Resolving common issues
This section describes common issues and suggests ways to resolve them.
See Also:
load_failed
Foretify failed to load all the files required for a test, usually because the pathname of a file was not correct or incomplete. Check the path and filename and correct it.
These are the search rules used by Foretify when loading files:
-
If a full path is specified (for example, /x/y/my_file), then use that full path.

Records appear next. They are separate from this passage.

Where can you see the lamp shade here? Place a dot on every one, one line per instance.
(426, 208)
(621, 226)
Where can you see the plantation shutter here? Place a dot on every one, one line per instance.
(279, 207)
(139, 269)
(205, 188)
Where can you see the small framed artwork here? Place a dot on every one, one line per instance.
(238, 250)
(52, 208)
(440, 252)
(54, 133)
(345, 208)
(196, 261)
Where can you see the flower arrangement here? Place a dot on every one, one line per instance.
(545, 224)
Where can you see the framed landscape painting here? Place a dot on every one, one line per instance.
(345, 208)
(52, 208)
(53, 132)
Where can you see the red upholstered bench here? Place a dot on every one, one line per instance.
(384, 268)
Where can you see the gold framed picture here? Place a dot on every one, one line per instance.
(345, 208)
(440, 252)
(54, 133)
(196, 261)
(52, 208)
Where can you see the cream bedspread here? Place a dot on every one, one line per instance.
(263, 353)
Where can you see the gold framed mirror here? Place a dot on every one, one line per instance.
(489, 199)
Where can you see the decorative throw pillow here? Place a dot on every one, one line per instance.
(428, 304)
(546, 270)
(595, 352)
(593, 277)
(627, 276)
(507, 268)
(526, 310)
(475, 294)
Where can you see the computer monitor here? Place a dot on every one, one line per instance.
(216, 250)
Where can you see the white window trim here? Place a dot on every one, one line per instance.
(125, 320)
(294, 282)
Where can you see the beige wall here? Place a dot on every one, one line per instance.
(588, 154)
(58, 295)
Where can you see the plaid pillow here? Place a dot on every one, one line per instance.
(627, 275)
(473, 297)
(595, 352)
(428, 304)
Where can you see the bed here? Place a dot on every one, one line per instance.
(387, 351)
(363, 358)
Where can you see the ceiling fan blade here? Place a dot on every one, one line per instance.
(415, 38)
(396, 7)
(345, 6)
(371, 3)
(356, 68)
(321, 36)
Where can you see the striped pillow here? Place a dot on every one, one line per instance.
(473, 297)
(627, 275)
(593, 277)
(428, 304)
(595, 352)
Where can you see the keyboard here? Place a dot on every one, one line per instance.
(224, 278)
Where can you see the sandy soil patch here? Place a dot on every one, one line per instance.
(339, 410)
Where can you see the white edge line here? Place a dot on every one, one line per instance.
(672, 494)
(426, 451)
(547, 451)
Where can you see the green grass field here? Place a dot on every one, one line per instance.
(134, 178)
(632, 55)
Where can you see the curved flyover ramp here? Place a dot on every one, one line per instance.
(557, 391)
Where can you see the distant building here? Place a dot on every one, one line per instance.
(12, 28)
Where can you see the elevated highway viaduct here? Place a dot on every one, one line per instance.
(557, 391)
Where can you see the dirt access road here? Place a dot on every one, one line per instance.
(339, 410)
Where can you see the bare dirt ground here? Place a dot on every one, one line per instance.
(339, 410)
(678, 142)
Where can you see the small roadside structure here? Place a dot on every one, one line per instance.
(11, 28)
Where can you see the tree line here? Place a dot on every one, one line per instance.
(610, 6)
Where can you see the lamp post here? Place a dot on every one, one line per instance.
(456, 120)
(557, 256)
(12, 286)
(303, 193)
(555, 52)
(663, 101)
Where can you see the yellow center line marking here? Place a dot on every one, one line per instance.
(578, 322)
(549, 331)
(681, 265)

The file name as specified is looked up first, and if not found, the name with the extension '.osc' is looked for.
-
Else look in the directory where the loading file resides.
-
Else look in the current directory.
-
Else look in directories specified by the OSC_PATH environment variable.
-
Else issue a load_failed error.
Nested lists with non-deterministic sizes
When the OSC code has nested lists, i.e., a list of lists or a list of structs where a struct has a field of list type, only one level of the list can have a non-deterministic size.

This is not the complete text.